Henry E. Huntington  (1850-1927) was a railroad baron and the nephew of Collis P. Huntington, one of the founders of the Central Pacific Railroad. Remarkably, a decade after Collis’ death in 1900 Henry divorced his first wife and three years later married his uncle’s widow, Arabella Huntington. Part of the attraction may have been that she was known as the richest woman in America, and together they were inspired collectors – of art, jewellery, antiques and manuscripts. Highlights of their collections are on view in a clutch of magnificent buildings, with one of the main attractions being a hall of breathtaking eighteenth century English portraits by Joshua Reynolds, Thomas Gainsborough (in the lead image above) and George Romney.

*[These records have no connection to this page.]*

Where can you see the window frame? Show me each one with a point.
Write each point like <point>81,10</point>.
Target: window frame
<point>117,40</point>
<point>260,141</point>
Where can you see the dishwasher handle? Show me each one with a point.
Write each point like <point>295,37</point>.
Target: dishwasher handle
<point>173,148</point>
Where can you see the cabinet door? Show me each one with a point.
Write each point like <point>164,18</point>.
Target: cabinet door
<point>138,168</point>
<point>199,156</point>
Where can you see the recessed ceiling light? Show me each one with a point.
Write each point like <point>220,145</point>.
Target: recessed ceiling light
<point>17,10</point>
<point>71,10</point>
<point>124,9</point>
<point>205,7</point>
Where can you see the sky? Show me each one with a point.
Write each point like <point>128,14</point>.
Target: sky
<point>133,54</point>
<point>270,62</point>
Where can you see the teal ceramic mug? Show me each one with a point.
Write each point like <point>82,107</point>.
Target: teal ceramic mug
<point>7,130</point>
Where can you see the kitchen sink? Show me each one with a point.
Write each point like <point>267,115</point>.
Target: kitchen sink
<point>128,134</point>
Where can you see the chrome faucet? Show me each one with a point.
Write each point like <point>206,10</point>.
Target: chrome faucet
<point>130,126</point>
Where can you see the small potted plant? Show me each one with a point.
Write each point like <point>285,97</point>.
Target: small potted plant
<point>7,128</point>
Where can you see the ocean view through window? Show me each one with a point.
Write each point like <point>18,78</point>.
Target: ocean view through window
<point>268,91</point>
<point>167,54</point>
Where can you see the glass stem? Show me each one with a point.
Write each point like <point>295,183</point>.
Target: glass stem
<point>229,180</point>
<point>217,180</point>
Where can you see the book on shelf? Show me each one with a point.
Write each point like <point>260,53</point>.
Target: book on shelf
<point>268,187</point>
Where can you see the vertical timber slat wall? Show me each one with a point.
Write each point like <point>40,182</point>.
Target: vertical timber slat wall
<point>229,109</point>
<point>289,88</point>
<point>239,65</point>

Among the knock ’em dead full-length depictions of the great are Reynolds’ Sarah Siddons as the Tragic Muse and  Gainsborough’s pair Edward, Viscount Ligonier and Penelope, Viscountess Ligonier – that’s them above, and if you can get past the dreadful online layout of The Huntington’s e-catalogue (which is where the title links go) then there is a fascinating tale of their marriage. In a room next door is Van Dyck’s Anne Killigrew, Mrs Kirk and there are other astonishing works on every wall. I was also much taken with Turner’s The Grand Canal: Scene – A Street in Venice with its tiny Shylock and which the wall label description gets about right as ‘a fantastic dreamscape of plays and fables’.

One of the highly distinctive things about The Huntington’s galleries is that the paintings are displayed alongside sculpture, furniture and the decorative arts of the appropriate period – and this enriches the canvases immensely. I also applaud to the skies the institution’s relaxed attitude to people taking photographs in the galleries (which almost everyone wants to do). As long as you don’t use either a tripod or flash then they are happy for you to snap away – would that more British museums were as enlightened.

The British paintings are displayed in what was the Huntington’s Beaux-Arts style house, while across the park is a modern gallery for a tremendous collection of American art. Inevitably to a Brit this is much more surprising, and there are many terrific things here too, including John Singer Sargent’s Mrs William Playfair and Woman in Interior (the reproduction does it no justice at all) by the turn of the twentieth century artist Alfred Henry Maurer. Then at the conclusion of the American galleries is a room of modern works, including pieces by Warhol and Richard Diebenkorn and this take-your-breath-away Sam Francis, Free Floating Clouds, 1980:

In a third gallery on site The Huntington has just opened a compelling exhibition of photographs and other objects commemorating the Civil War. A Strange and Fearful Interest is introduced here and is intelligently reviewed by Karen Wada for the LA Times. Some of the images, like Timothy O’Sullivan’s famous shots from the aftermath of Gettysburg, are familiar, but there is much here (almost all of it drawn from The Huntington’s collection) that is not – and it is thoughtfully displayed.

Frustratingly, there is no catalogue, but The Huntington has put together a complementary web site with which is well worth spending time. Available to you even if you’re not in Pasadena this week are a fine selection of zoom-able images, some of which – like O’Sullivan’s Battle-field of Gettysburg, have accompanying narration. There is also a rewarding film In the Usual Manner with the artist Barret Oliver recreating historical images from the time of the Civil War.